La condamnation, elle, ne suffit pas davantage à elle seule. Tout dépend de la présence ou non d’une peine d’inéligibilité dans le jugement. Une amende, une peine de prison avec sursis ou une condamnation pour un délit sans inéligibilité laissent le champ électoral ouvert.
| Situation | Candidature possible ? |
|---|---|
| Mise en examen, instruction en cours | Oui, présomption d’innocence |
| Condamnation sans peine d’inéligibilité | Oui |
| Condamnation avec inéligibilité, appel en cours | Oui, sauf exécution provisoire |
| Inéligibilité définitive ou exécutoire immédiatement | Non |
La préfecture applique cette grille au moment du dépôt. Une candidature déposée sous le coup d’une inéligibilité exécutoire ne franchit pas le contrôle et reste invalidée.
Le casier vierge change-t-il selon le mandat visé ?
La règle vaut pour l’ensemble des scrutins, du conseil municipal jusqu’à la présidence de la République. Aucun mandat n’impose un bulletin n° 2 vierge comme préalable.
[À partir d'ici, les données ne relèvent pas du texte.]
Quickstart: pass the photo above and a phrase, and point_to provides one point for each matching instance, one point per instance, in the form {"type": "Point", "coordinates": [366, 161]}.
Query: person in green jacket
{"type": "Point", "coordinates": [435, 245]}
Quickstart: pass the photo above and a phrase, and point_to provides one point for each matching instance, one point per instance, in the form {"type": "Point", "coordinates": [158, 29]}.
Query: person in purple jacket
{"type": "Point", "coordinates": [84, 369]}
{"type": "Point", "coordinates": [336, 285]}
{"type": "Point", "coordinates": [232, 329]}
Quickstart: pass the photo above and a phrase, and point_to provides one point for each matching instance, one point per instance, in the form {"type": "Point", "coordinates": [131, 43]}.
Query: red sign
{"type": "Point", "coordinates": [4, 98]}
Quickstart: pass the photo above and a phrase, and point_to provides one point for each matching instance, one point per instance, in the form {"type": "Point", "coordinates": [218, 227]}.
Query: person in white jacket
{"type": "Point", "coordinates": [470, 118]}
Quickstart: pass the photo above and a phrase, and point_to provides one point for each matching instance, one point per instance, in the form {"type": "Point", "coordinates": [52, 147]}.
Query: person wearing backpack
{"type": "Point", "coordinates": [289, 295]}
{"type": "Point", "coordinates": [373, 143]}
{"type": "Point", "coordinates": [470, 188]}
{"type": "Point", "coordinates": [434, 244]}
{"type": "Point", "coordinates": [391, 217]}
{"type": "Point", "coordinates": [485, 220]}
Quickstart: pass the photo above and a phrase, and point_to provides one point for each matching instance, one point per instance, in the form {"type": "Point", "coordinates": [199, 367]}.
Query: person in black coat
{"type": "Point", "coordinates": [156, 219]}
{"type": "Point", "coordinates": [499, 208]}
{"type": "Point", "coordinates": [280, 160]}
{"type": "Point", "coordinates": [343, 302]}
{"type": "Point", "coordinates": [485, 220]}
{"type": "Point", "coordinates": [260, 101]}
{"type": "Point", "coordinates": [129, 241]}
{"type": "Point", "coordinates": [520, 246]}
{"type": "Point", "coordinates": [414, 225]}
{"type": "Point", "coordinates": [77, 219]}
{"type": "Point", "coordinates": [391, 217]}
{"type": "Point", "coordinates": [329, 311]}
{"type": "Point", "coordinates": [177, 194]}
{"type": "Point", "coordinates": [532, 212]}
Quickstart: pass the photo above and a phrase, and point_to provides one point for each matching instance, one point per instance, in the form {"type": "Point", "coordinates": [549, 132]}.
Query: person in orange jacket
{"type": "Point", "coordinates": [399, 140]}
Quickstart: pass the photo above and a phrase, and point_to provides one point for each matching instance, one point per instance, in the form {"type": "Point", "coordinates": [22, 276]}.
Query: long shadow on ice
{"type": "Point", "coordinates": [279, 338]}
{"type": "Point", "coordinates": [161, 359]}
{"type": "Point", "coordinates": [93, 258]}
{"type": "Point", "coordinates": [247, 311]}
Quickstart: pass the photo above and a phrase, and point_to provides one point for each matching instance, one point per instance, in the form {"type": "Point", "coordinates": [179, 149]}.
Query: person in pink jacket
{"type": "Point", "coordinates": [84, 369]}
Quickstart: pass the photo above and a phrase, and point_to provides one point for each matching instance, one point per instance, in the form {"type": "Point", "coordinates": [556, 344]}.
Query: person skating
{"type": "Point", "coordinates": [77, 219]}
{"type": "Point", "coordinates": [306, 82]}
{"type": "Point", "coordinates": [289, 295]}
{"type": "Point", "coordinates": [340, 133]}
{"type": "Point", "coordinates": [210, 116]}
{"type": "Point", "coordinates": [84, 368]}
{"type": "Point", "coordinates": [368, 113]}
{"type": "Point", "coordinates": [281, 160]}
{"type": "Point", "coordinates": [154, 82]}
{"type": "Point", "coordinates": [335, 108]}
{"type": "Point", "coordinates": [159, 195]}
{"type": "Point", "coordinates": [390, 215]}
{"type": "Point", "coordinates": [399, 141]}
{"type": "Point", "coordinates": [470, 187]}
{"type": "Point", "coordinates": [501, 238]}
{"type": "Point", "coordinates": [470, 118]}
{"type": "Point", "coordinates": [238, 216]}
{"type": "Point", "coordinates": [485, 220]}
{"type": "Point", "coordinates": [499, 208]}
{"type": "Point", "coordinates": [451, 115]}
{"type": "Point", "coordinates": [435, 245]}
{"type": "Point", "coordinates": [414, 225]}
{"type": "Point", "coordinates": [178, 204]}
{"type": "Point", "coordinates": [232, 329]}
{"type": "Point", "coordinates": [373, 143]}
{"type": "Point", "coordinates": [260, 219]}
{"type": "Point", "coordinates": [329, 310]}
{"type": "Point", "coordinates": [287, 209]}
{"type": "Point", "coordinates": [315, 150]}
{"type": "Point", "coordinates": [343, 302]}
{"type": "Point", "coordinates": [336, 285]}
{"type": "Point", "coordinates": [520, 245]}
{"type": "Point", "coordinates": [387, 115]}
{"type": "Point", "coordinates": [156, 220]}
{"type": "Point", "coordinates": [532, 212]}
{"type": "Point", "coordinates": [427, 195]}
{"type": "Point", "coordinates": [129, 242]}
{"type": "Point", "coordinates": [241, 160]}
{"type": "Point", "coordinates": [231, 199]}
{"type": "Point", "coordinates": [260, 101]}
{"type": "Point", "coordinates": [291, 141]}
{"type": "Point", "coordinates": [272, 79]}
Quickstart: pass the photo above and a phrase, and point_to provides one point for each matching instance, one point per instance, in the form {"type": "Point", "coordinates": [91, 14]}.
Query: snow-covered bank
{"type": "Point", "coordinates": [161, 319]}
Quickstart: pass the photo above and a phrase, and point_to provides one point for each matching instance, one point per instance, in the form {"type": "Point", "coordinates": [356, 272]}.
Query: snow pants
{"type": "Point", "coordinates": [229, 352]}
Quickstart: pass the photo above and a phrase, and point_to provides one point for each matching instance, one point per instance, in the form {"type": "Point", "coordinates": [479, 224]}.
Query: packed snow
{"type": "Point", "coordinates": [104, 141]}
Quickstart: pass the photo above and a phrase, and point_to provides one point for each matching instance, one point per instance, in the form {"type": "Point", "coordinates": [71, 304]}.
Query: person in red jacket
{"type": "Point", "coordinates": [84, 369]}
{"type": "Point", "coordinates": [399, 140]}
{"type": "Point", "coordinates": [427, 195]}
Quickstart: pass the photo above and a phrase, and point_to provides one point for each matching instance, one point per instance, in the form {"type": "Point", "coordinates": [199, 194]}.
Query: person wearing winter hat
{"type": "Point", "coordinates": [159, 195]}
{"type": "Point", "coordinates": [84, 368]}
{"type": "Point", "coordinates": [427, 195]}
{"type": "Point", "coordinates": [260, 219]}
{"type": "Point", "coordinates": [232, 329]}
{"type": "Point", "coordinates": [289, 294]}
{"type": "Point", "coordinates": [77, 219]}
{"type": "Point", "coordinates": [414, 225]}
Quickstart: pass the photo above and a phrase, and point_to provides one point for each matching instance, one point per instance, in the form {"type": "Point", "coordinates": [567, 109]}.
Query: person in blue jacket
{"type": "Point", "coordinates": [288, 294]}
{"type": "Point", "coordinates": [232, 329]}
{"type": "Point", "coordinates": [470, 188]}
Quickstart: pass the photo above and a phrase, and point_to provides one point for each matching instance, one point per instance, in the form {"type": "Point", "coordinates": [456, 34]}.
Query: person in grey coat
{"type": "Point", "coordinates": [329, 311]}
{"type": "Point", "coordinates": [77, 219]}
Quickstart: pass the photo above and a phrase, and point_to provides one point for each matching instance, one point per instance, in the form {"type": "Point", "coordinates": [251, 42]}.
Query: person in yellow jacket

Seule la peine d’inéligibilité joue, identique dans son principe pour tous.
- Maire et conseiller municipal : un casier non vierge ne ferme pas la porte, seule l’inéligibilité l’interdit.
- Député : mêmes conditions, l’éligibilité dépend des droits civiques, pas du casier.
- Président de la République : aucune obligation de casier vierge, sous réserve des parrainages et de l’inéligibilité éventuelle.
- Ministre : la fonction relève d’une nomination, pas d’une élection, mais aucun texte n’impose non plus un casier vierge.
Cette uniformité surprend souvent, car l’opinion suppose des règles plus strictes au sommet de l’État. Le droit traite pourtant le candidat à la mairie comme le candidat à l’Élysée : c’est le juge pénal, et lui seul, qui prive du droit de se présenter.
Pourquoi le casier judiciaire vierge obligatoire reste un débat ?
L’idée d’imposer un casier vierge revient régulièrement au Parlement. Plusieurs propositions de loi ont visé à interdire toute candidature aux personnes dont le bulletin n° 2 mentionne une condamnation définitive pour manquement à la probité, corruption, trafic d’influence, recel, blanchiment ou fraude fiscale.
Ces textes butent sur un obstacle de taille. L’Assemblée nationale en a adopté certains, mais le Sénat les a écartés. Des constitutionnalistes alertent sur un risque d’inconstitutionnalité : une exclusion automatique, sans examen au cas par cas par un juge, heurterait le principe d’individualisation des peines et le droit d’éligibilité garanti par la Constitution. Pour mesurer l’ampleur réelle du phénomène, des initiatives citoyennes recensent les condamnations des élus français et alimentent ce débat sur la transparence.
Le système actuel privilégie donc une logique judiciaire plutôt qu’administrative. Plutôt qu’un couperet général lié au casier, il confie au magistrat le soin d’apprécier, dossier par dossier, si la gravité des faits justifie de retirer le droit de se présenter. Ce choix nourrit un débat permanent entre exigence de probité et respect des libertés fondamentales.